Amidou Anatole Béouindé, 1er chef de Zamnogho

 

L’administration coutumière du Mouss-Tansoaba Guiguemdé, grand connétable du Moogho Naaba Baongho, s’est agrandie avec une nouvelle circonscription. Zamnogho, cette agglomération de Kienfaghé, naguère acéphale, a désormais un chef.
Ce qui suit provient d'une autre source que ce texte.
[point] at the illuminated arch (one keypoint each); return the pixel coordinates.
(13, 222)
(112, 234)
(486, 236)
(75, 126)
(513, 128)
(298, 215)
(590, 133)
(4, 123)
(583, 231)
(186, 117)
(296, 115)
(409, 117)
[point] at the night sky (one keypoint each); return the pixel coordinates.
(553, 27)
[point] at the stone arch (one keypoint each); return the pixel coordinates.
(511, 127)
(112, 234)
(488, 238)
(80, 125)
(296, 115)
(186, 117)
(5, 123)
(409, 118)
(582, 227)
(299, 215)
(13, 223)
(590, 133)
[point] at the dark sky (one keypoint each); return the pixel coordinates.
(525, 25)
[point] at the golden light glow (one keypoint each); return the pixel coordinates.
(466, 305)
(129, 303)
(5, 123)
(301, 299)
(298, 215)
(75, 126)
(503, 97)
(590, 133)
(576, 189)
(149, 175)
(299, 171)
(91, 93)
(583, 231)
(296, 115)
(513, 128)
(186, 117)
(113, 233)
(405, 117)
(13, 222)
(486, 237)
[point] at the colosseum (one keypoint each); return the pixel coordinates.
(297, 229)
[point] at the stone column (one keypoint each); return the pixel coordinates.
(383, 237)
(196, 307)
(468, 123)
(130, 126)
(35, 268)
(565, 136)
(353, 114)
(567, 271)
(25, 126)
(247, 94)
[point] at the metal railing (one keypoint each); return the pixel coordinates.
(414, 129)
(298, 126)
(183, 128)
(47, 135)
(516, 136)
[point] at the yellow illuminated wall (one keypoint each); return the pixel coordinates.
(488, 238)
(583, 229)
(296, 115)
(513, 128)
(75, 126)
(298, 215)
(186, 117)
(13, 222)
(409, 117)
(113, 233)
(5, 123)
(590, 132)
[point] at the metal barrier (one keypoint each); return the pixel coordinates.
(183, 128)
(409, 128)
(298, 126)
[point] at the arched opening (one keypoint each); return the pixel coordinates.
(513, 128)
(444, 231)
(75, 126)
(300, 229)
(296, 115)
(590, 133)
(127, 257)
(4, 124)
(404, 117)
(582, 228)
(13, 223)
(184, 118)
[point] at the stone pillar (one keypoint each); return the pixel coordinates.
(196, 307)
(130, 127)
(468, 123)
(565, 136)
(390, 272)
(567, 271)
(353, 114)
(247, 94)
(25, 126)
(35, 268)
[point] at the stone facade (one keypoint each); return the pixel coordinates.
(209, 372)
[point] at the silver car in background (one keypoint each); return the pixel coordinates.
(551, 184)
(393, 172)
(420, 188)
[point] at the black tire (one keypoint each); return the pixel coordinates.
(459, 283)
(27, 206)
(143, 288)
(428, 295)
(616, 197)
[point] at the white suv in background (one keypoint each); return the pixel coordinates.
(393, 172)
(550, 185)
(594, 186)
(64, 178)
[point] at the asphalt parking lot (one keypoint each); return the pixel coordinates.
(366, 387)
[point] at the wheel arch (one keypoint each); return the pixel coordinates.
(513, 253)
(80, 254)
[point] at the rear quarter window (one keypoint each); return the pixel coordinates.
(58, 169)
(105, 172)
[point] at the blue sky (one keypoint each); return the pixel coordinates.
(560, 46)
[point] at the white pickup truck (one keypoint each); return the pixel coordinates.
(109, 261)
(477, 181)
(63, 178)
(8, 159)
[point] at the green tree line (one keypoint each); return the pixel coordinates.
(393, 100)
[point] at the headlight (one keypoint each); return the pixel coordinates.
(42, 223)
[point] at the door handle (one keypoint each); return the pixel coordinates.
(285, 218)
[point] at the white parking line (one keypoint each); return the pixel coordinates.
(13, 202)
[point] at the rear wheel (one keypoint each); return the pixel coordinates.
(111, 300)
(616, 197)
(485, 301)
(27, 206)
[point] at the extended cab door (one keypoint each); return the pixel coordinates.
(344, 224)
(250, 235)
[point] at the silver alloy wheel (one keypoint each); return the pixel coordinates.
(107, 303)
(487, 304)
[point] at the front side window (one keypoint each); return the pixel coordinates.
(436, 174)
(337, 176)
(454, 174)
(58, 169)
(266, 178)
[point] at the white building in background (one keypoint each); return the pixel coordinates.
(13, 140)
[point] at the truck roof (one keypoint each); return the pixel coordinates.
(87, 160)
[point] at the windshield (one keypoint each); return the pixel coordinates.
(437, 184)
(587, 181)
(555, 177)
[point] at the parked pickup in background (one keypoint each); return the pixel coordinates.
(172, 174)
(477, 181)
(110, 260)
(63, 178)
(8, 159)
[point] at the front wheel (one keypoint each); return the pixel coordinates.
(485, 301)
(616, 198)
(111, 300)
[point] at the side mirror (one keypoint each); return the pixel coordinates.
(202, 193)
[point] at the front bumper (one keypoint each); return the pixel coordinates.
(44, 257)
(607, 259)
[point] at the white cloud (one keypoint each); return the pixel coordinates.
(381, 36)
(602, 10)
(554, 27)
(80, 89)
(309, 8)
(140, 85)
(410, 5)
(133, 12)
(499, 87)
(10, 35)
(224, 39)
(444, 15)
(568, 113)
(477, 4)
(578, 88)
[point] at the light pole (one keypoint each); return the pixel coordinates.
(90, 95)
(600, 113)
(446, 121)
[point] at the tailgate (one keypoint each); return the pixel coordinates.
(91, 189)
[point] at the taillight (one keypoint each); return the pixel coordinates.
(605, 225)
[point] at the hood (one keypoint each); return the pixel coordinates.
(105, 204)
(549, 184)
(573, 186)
Il s’agit d'Amidou Anatole Béouindé, à l’état civil, intronisé, le 1er avril 2008 à Tansoabentenga, sous le nom de règne de Tansoaba-Naaba Saaga, en même temps que les chefs de Wapassi, de Konkossin et de Konkin.

 

Mardi, 1er avril 2008. Il est 9 heures passées de quelque 45 minutes, quand le Mouss-Tansoaba sonne le rassemblement des candidats aux différents trônes de villages. Il y avait quatre postes pour 10 prétendants répartis comme suit : Wapassi et Zamdogo pour deux candidats chacun et trois pour respectivement Konkossin et Konkin. Chacun, suivi de ses supporters, avance vers le lieu de la cérémonie.  Parmi eux, Amidou Anatole Béouindé, l’un des deux aspirants au trône de Zamnogho, à son arrivée, a forcé l’admiration du public par l’imposante foule qui l’escortait.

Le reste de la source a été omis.